Personal information
- Born: August 4, 1983 (age 42) Cincinnati, Ohio, U.S.
- Height: 6 ft 1 in (1.85 m)
- Weight: 185 lb (84 kg)

Career information
- High school: Hamilton (OH)
- College: Pikeville
- NFL draft: 2006: undrafted

Career history
- New York Giants (2006–2007); New York Jets (2007)*; Buffalo Bills (2007–2008)*; Cleveland Gladiators (2008); Edmonton Eskimos (2009)*; Cleveland Gladiators (2010)*; Cincinnati Commandos (2010, 2012); Texas Revolution (2013); Marion Blue Racers (2014);
- * Offseason and/or practice squad member only

Awards and highlights
- BCS national champion (2002); 1st Team All-CIFL (2010); CIFL champion (2010); UIFL champion (2012); 1st Team All-UIFL North (2012);

Career Arena League statistics
- Total tackles: 9
- Stats at ArenaFan.com

= E. J. Underwood =

American gridiron football player (born 1983)

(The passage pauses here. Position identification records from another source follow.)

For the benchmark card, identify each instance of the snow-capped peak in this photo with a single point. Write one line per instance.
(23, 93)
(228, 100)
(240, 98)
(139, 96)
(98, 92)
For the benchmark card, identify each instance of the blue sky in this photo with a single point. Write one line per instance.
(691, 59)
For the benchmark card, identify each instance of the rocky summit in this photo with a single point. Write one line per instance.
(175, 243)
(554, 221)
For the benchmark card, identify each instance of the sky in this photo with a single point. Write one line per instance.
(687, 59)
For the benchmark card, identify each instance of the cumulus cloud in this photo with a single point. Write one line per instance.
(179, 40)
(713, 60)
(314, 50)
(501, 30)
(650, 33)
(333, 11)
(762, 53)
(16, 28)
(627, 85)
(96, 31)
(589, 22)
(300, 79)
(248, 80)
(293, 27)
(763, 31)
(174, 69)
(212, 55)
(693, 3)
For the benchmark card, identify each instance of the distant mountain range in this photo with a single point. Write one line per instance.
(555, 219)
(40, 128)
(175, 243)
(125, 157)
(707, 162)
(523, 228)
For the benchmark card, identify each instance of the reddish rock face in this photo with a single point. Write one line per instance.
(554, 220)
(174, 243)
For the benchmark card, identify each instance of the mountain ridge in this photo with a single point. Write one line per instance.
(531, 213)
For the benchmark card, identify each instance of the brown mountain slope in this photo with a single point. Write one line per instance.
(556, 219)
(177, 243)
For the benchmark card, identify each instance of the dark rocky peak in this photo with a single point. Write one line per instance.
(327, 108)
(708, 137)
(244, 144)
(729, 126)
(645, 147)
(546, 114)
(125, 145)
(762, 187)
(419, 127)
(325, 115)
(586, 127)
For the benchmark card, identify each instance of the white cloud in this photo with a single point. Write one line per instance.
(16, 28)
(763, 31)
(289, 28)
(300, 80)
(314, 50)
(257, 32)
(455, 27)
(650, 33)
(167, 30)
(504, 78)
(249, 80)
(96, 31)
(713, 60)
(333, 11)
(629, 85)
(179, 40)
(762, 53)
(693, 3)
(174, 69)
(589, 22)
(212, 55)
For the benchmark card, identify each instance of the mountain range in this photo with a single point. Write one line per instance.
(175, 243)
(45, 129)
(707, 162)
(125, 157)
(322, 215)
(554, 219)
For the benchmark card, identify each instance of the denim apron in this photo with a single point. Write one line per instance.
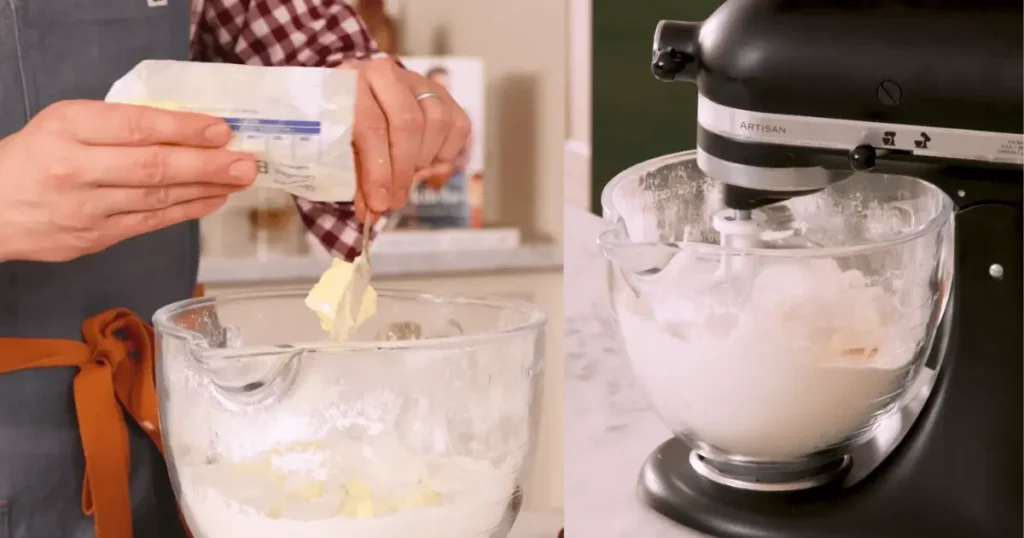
(80, 452)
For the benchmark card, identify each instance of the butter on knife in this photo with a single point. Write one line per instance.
(324, 297)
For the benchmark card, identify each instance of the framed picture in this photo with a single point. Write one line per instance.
(460, 202)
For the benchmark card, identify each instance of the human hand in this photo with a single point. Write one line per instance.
(398, 137)
(83, 175)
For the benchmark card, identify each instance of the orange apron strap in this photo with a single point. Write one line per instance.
(116, 371)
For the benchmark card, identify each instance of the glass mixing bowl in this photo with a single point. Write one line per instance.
(783, 356)
(421, 425)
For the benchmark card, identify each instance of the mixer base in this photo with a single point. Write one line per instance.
(671, 486)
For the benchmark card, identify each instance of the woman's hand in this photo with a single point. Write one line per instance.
(407, 127)
(83, 175)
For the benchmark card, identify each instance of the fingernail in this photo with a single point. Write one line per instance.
(243, 170)
(218, 133)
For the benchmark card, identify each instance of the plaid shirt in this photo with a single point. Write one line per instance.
(311, 33)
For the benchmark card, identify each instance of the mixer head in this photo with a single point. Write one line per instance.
(795, 96)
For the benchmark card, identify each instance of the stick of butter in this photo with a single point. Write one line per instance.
(324, 297)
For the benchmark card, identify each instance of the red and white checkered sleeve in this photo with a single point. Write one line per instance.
(311, 33)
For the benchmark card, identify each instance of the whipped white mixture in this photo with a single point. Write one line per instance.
(352, 490)
(775, 362)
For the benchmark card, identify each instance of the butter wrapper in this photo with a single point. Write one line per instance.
(297, 121)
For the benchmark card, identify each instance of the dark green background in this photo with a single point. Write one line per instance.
(636, 117)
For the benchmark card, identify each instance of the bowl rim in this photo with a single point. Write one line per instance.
(941, 218)
(536, 321)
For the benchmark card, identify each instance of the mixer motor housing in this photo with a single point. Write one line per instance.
(797, 94)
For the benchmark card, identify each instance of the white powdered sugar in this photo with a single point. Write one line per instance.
(350, 489)
(785, 358)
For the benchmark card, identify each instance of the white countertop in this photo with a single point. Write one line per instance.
(609, 429)
(292, 269)
(537, 525)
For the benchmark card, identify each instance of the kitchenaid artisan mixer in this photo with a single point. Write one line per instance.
(798, 96)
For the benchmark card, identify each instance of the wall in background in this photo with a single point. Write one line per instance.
(578, 149)
(635, 117)
(524, 47)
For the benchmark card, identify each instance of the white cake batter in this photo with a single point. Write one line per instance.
(353, 490)
(793, 364)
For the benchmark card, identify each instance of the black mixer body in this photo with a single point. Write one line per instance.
(796, 94)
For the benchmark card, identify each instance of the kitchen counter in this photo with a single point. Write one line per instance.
(537, 525)
(609, 429)
(213, 272)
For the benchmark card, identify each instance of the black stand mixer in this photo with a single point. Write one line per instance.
(797, 94)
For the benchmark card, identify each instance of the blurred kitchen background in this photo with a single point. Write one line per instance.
(497, 230)
(630, 121)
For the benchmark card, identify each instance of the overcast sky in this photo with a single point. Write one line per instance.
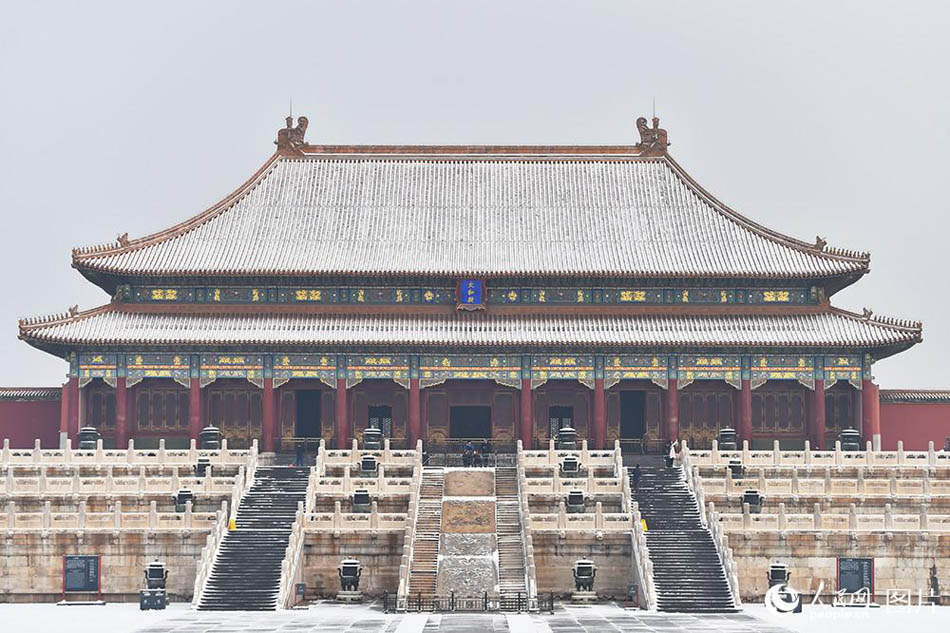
(813, 118)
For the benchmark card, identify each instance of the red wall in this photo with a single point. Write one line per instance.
(24, 421)
(915, 424)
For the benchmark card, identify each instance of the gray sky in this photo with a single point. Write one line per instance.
(812, 118)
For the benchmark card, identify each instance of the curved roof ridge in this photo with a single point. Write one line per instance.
(111, 248)
(812, 249)
(907, 325)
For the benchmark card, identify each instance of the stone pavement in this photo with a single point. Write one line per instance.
(331, 618)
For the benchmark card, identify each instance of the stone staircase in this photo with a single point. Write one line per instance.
(509, 534)
(245, 575)
(424, 563)
(687, 571)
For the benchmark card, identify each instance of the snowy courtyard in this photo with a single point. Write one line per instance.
(332, 618)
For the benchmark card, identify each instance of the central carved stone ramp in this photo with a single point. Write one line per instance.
(508, 528)
(424, 564)
(687, 571)
(246, 571)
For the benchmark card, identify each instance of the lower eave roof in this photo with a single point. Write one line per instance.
(112, 326)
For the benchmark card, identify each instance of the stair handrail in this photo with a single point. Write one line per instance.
(531, 583)
(710, 520)
(641, 552)
(402, 591)
(206, 559)
(291, 570)
(242, 483)
(315, 473)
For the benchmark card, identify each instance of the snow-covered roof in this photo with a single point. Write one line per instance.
(489, 212)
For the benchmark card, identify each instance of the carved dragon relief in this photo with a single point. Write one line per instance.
(653, 141)
(290, 137)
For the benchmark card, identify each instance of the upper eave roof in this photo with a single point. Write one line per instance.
(116, 325)
(487, 211)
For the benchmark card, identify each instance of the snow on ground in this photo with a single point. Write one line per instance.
(821, 618)
(119, 617)
(333, 618)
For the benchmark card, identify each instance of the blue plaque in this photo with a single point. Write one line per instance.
(471, 294)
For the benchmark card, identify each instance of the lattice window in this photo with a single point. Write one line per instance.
(162, 409)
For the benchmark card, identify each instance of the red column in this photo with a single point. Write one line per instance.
(268, 424)
(121, 413)
(341, 423)
(415, 420)
(194, 409)
(817, 433)
(867, 410)
(73, 388)
(527, 418)
(600, 418)
(745, 411)
(64, 409)
(672, 411)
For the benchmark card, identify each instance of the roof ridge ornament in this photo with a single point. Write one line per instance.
(290, 137)
(653, 141)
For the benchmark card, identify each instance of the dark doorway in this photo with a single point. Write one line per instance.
(632, 415)
(560, 417)
(470, 421)
(381, 417)
(308, 413)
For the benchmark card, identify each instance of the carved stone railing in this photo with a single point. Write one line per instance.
(710, 519)
(291, 568)
(47, 520)
(109, 484)
(642, 565)
(402, 591)
(206, 562)
(836, 457)
(99, 456)
(531, 581)
(242, 484)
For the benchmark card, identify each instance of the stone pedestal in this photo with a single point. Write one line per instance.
(583, 597)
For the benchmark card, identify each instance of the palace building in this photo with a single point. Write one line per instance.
(470, 292)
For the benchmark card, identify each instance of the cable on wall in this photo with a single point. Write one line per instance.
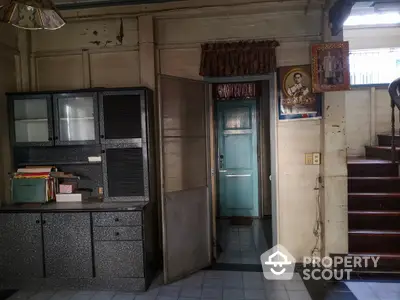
(317, 230)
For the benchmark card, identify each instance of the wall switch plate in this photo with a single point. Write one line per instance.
(309, 159)
(316, 158)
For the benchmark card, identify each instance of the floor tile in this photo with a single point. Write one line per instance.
(276, 295)
(254, 294)
(42, 295)
(191, 292)
(66, 295)
(211, 293)
(169, 291)
(233, 294)
(22, 295)
(299, 295)
(124, 296)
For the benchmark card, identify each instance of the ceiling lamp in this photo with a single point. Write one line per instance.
(31, 14)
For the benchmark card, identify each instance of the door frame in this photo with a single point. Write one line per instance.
(214, 152)
(269, 96)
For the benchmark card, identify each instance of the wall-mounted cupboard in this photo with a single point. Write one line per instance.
(105, 135)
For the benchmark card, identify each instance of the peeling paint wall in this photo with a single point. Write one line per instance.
(8, 49)
(88, 52)
(368, 111)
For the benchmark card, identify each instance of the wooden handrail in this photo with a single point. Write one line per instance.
(394, 92)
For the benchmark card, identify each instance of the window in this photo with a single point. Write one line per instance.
(374, 66)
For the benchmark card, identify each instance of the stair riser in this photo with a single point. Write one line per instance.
(386, 140)
(372, 203)
(385, 154)
(371, 222)
(372, 170)
(373, 186)
(374, 244)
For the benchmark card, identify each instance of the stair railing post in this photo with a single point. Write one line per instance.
(394, 92)
(393, 134)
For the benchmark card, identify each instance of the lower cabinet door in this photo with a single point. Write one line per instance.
(21, 250)
(119, 259)
(67, 245)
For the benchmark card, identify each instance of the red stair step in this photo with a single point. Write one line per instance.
(374, 241)
(386, 139)
(388, 262)
(372, 168)
(381, 152)
(374, 201)
(373, 184)
(374, 220)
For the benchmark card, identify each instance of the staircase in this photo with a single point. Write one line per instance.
(374, 205)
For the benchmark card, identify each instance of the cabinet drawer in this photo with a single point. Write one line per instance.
(117, 233)
(119, 259)
(117, 219)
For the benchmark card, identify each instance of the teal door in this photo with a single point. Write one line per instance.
(237, 158)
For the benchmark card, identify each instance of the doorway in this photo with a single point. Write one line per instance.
(241, 159)
(237, 158)
(188, 163)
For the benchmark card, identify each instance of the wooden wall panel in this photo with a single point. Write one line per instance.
(7, 84)
(367, 38)
(8, 36)
(114, 69)
(181, 62)
(59, 72)
(86, 35)
(262, 26)
(185, 164)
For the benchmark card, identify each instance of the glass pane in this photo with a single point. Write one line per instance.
(237, 118)
(76, 119)
(31, 120)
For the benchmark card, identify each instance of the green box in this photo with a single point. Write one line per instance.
(29, 190)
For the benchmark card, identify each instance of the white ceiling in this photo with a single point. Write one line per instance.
(377, 6)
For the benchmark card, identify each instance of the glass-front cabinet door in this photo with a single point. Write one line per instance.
(76, 119)
(32, 117)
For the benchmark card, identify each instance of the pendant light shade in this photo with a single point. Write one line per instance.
(31, 14)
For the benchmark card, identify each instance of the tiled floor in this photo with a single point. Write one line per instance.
(241, 244)
(369, 290)
(223, 285)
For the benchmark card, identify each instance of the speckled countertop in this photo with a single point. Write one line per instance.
(75, 206)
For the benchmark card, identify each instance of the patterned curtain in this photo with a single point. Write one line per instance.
(238, 58)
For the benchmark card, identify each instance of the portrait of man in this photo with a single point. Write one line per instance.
(296, 98)
(330, 67)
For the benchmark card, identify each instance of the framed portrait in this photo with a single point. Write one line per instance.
(296, 99)
(330, 67)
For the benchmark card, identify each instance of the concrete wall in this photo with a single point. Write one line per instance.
(368, 113)
(8, 46)
(368, 110)
(87, 53)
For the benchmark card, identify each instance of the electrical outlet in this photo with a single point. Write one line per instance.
(316, 158)
(309, 159)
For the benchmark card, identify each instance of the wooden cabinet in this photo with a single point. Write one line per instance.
(54, 119)
(31, 120)
(67, 245)
(126, 139)
(76, 119)
(113, 127)
(21, 249)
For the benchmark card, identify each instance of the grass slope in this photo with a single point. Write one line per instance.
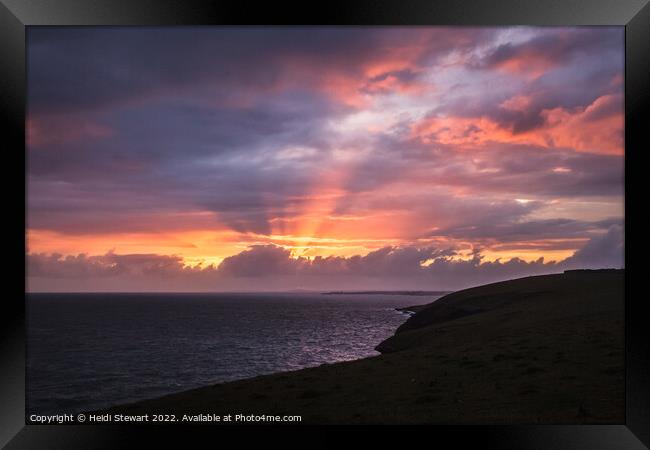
(546, 349)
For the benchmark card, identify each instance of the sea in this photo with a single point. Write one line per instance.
(91, 351)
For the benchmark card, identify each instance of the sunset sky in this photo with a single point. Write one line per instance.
(194, 159)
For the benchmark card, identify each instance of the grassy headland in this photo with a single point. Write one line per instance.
(545, 349)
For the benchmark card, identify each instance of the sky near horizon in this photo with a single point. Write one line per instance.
(242, 158)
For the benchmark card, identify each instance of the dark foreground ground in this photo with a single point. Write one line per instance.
(546, 349)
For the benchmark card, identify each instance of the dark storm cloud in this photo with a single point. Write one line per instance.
(555, 49)
(72, 69)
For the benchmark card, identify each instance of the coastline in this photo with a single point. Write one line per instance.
(546, 349)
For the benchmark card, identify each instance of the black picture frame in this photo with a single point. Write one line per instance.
(16, 15)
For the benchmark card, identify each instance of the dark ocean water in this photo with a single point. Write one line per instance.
(88, 351)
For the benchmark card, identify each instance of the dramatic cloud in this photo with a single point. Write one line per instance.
(301, 152)
(387, 267)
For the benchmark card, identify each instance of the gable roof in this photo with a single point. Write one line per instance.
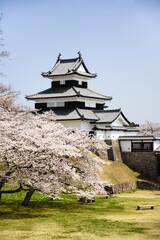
(67, 92)
(66, 67)
(109, 116)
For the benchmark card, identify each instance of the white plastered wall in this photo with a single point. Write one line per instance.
(120, 121)
(156, 144)
(125, 146)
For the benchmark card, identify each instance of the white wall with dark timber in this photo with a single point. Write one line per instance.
(125, 146)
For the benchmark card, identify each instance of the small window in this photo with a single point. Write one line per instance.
(62, 82)
(60, 104)
(51, 104)
(90, 104)
(55, 104)
(148, 146)
(142, 146)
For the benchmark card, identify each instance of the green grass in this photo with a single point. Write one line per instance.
(69, 219)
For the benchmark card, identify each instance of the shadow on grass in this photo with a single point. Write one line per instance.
(46, 208)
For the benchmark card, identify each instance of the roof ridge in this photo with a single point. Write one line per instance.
(110, 110)
(109, 98)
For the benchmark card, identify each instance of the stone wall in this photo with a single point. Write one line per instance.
(148, 185)
(121, 187)
(114, 153)
(145, 163)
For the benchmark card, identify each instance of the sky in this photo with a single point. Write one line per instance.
(118, 39)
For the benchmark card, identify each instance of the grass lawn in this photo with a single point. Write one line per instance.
(113, 218)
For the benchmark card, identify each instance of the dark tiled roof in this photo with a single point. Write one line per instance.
(116, 128)
(109, 116)
(137, 137)
(74, 114)
(67, 92)
(68, 67)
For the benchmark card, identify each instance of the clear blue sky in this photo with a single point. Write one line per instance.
(119, 40)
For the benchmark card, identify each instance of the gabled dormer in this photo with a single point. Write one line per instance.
(70, 69)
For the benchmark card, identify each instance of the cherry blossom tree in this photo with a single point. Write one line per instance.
(3, 53)
(149, 128)
(8, 98)
(46, 156)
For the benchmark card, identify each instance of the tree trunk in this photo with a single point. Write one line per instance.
(28, 197)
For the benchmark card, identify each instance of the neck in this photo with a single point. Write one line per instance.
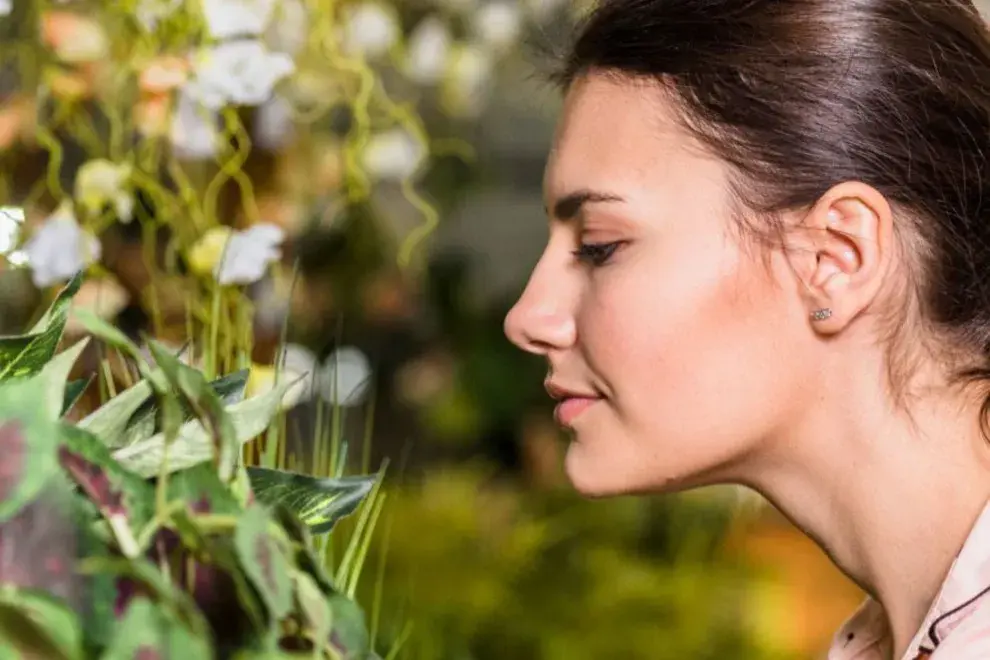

E. J. Underwood (born August 4, 1983) is an American former football defensive back.

==Early life==
As a prep, Underwood attended Hamilton High School. His football abilities were so good that he received a 4-star prospect rating according to Rivals.com. He received NCAA Division I scholarship offers from Georgia Tech, Minnesota, Ohio State, Penn State, and Pittsburgh.

==College career==

===Ohio State===
He played college football at Ohio State. He was a member of the 2002 NCAA National Championship team that defeated Miami (FL) in the national title game.

===Pikeville===
For his senior season, Underwood transferred to the University of Pikeville in Pikeville, Kentucky. Pikeville is an NAIA Institution. At the time, they were ranked 7th in the nation. The Bears finished 7-3 that season.

==Professional career==

===New York Giants===

He was signed by the New York Giants as an undrafted free agent in 2006 and spent the entire season on the team's injured reserve list due to an injured shoulder.

In 2007, he was once again injured in the preseason, this time with a broken jaw. He was later released.

===New York Jets===
Two days after his Giants release, Underwood was a member of the New York Jets' practice squad. He was released a little over a month later.

===Buffalo Bills===

In December, he was signed by the Buffalo Bills and added to their practice squad for the remainder of the season.

The next year the Bills re-signed Underwood, but later released him.

===Cleveland Gladiators===

In 2008, he played for the Cleveland Gladiators of Arena Football League.

And again in 2010, he was a member of the team, but was released after 2 months, and did not see any playing time.

===Edmonton Eskimos===
In 2009, Underwood signed to play with the Edmonton Eskimos of the Canadian Football League.

===Cincinnati Commandos===

After his release from the Gladiators, Underwood signed with the Cincinnati Commandos of the Continental Indoor Football League. The Commandos went 9–1 in the regular season, and Underwood went on to win 1st Team All-CIFL honors as a defensive back. The Commandos went on to win the CIFL Championship Game, with a 54–40 win over the Wisconsin Wolfpack.

Underwood re-signed with the Commandos for the 2012 season, as the team transferred into the United Indoor Football League.

===Texas Revolution===
For the 2013 season, Underwood signed with the Texas Revolution.

===Marion Blue Racers===
Underwood agreed to play for the Marion Blue Racers in 2014.